V Report della delegazione in Kurdistan
Da Ankawa, città di Hawler (nome kurdo di Erbil): dopo millenni di convivenza con altre etnie, altre religioni, con i massacri di Daesh, sta scomparendo la comunità cristiana dal Sud Kurdistan.Siamo arrivati al Campo di Ankawa, in Hawler, dopo la visita ad un interessante museo delle tradizioni e degli antichi mestieri del villaggio originario di Ankawa, quartiere ormai integrato nella realtà della città capitale del Kurdistan iracheno.
200 famiglie, per un totale di 5.500 persone, cattolici, ortodossi, assiriani, nassiriani, aramaici, tutti di tradizione cristiana, si trovano nel campo profughi di Ankawa, gestito dalla Caritas e da una ong francese. Dirige il campo, padre Emanuel.
Lunghe file di casette, senza tende, con i servizi essenziali, pulizia e cordialità, questo abbiamo trovato visitando il campo, qualcosa di molto diverso dal senso di disperazione incontrato tra i profughi del campo di Domiz, visitato nei giorni scorsi presso Duhok. C’è una scuola fatta dal governo italiano e una chiesa costruita dai francesi.
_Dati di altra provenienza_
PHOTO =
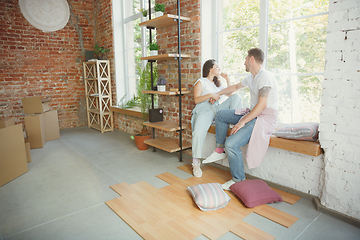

I responsabili del campo ci dicono che solo i cristiani sono ammessi nel campo di Ankawa, che ha una lista di attesa di oltre 1.000 persone.Questi profughi sono fuggiti da Mosul il 6 agosto 2014, piana di Ninive, con l’arrivo dei Daesh, si sono riparati in due villaggi della zona prima di arrivare qui, in città, nel quartiere cristiano di Ankawa.
Sono gli stessi cristiani che la nostra delegazione aveva incontrato lo scorso anno, riparati in qualche modo ad Ankawa Mall, un centro commerciale in costruzione.In tutto il Kurdistan del Sud, sono rimaste 15.000 famiglie di tradizione cristiana, seppur divisi dalle diverse confessioni, mentre altre 6.000 hanno preferito lasciare e sono riparate in Giordania, Libano, Turchia e in Europa.
Dall’incontro con i responsabili del campo, emerge un forte pregiudizio sulla convivenza, il che ci fa capire come quel mosaico di popoli, etnie, religioni che fino a ieri in Kurdistan hanno pacificamente convissuto, stia andando in frantumi e si stia affermando un pericoloso concetto di separazione, di divisione, preludio di periodi sicuramente più oscuri.